Uber published a report of its third-quarter (Q3) earnings for 2019 and unlike the previous quarter, there was but a not-so-catastrophic dip in its revenue
The ride-hailing company has had to struggle with revenue dip during the course of this year more than ever. In the second quarter of the ongoing year, Uber reported a net loss of $5.2 billion, although with a tangible explanation for its major loss, however, the company has yet failed to turn a profit for the quarter after-Q3, reporting a net loss of $1.2 billion– certainly not as intense as the previous quarter.
While the Q3 earnings report made it to the media’s ear on Monday, it has ever since stared a lot of controversies, especially with many people attributing the dip to be a result of the recent issues faced by the company.
On the flip side, Uber made claims that it brought in $3.8 billion in revenue over the four-month period ending in September. Gross bookings, or total customer payments to Uber before payments to drivers and other fees or discounts, grew to $16.5 billion, representing 29 percent year-over-year growth– an indication that the company was doing fine regardless of the slight dip.
Uber announced a major overhaul of its app right before the end of the quarter. The company said that it would merge its ride-hailing and food delivery apps, add a raft of new safety features, and boost alternate modes of travel like bikes, scooters, and public transportation, as part of a bid to become, as CEO Dara Khosrowshahi says, “the operating system for your everyday life.”– all of these new integrations were suppose to help make the company even profitable, however, it may just be too early to decide that.

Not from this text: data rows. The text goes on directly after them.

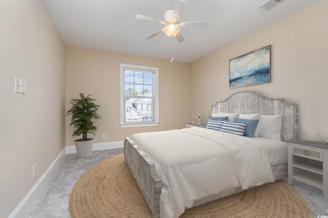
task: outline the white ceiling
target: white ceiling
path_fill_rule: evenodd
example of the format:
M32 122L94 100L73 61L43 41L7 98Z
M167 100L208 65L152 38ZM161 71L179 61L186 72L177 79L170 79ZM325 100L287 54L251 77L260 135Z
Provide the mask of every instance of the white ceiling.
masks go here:
M179 43L161 33L164 26L135 18L163 20L177 0L44 0L65 45L112 52L192 62L319 0L286 0L264 10L266 0L187 0L181 21L210 20L207 28L182 28Z

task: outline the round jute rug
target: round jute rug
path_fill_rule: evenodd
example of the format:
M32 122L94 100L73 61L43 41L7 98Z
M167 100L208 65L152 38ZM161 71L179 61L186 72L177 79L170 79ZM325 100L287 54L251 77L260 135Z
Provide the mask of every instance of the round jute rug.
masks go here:
M96 164L74 185L72 217L151 217L122 154ZM187 210L180 217L313 217L309 205L284 180Z

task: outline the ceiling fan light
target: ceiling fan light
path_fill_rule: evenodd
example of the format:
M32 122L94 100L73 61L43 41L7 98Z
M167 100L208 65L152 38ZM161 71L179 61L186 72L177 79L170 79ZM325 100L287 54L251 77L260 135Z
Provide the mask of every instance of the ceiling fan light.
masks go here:
M173 24L167 25L163 29L163 32L170 37L175 37L180 32L180 28Z

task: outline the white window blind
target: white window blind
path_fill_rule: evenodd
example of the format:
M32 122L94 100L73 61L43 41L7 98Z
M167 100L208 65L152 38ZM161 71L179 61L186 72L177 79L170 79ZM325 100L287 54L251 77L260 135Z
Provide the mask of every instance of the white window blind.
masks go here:
M158 125L158 69L120 64L121 127Z

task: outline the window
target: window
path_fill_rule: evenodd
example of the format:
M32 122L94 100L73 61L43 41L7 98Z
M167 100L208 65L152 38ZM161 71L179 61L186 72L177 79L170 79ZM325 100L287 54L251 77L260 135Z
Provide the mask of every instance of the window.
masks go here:
M158 125L158 68L120 64L121 127Z

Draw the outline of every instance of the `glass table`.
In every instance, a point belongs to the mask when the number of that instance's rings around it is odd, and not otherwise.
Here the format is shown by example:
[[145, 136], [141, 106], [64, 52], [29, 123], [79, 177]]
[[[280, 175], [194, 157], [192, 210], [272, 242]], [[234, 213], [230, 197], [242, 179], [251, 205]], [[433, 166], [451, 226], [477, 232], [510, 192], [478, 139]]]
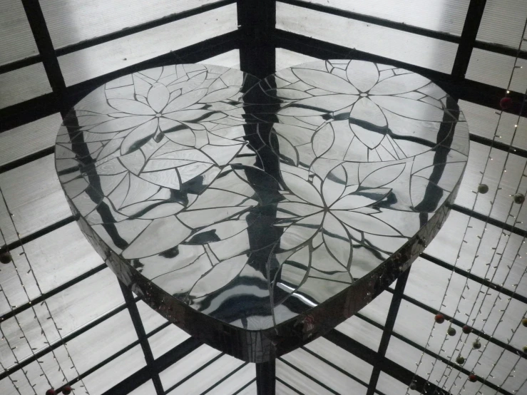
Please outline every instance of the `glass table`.
[[122, 282], [265, 369], [409, 267], [468, 153], [463, 114], [429, 80], [332, 60], [261, 81], [201, 64], [124, 76], [64, 119], [56, 165]]

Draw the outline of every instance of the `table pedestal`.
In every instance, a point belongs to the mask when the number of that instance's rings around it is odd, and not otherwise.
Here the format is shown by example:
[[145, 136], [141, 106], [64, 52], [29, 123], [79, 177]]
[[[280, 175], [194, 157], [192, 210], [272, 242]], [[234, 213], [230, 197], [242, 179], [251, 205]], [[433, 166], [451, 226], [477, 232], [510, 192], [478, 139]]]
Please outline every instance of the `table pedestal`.
[[276, 360], [256, 364], [256, 387], [258, 395], [275, 395]]

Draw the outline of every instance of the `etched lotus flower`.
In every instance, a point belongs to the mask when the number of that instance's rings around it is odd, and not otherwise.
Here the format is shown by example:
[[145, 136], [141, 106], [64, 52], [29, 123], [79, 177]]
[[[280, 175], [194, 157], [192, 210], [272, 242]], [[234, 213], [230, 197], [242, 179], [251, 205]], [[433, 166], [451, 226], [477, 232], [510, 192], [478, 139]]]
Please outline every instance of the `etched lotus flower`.
[[[319, 68], [321, 62], [307, 64]], [[392, 160], [421, 153], [435, 145], [442, 123], [456, 121], [439, 100], [444, 93], [422, 76], [362, 61], [328, 61], [325, 68], [279, 72], [286, 81], [272, 94], [285, 102], [277, 113], [280, 122], [319, 128], [329, 122], [351, 132], [347, 160]], [[429, 138], [415, 138], [422, 130], [430, 130]]]
[[376, 246], [374, 240], [369, 240], [367, 236], [400, 237], [401, 244], [407, 239], [375, 216], [381, 212], [377, 206], [392, 190], [376, 185], [382, 178], [366, 178], [355, 183], [342, 165], [332, 170], [322, 182], [317, 175], [310, 178], [312, 182], [285, 171], [282, 176], [291, 193], [285, 194], [285, 200], [277, 205], [277, 225], [286, 227], [280, 239], [281, 250], [298, 249], [309, 242], [316, 247], [324, 242], [329, 255], [349, 270], [354, 242], [385, 250], [386, 245]]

Previously, Uber has said it will start earning money within three to four years and wants to achieve EBITDA profitability for the full year of 2021. “I would be very disappointed if Uber isn’t profitable in three years,” Khosrowshahi told CNBC last summer. “The investors are expecting profitability going forward. I think our rides business is the most mature business, so it is going to enter an area of profitability sooner than our other businesses. With Eats, we’re looking to get into number one or two positions in every market that we compete with. And I think our investors expect us to deliver.”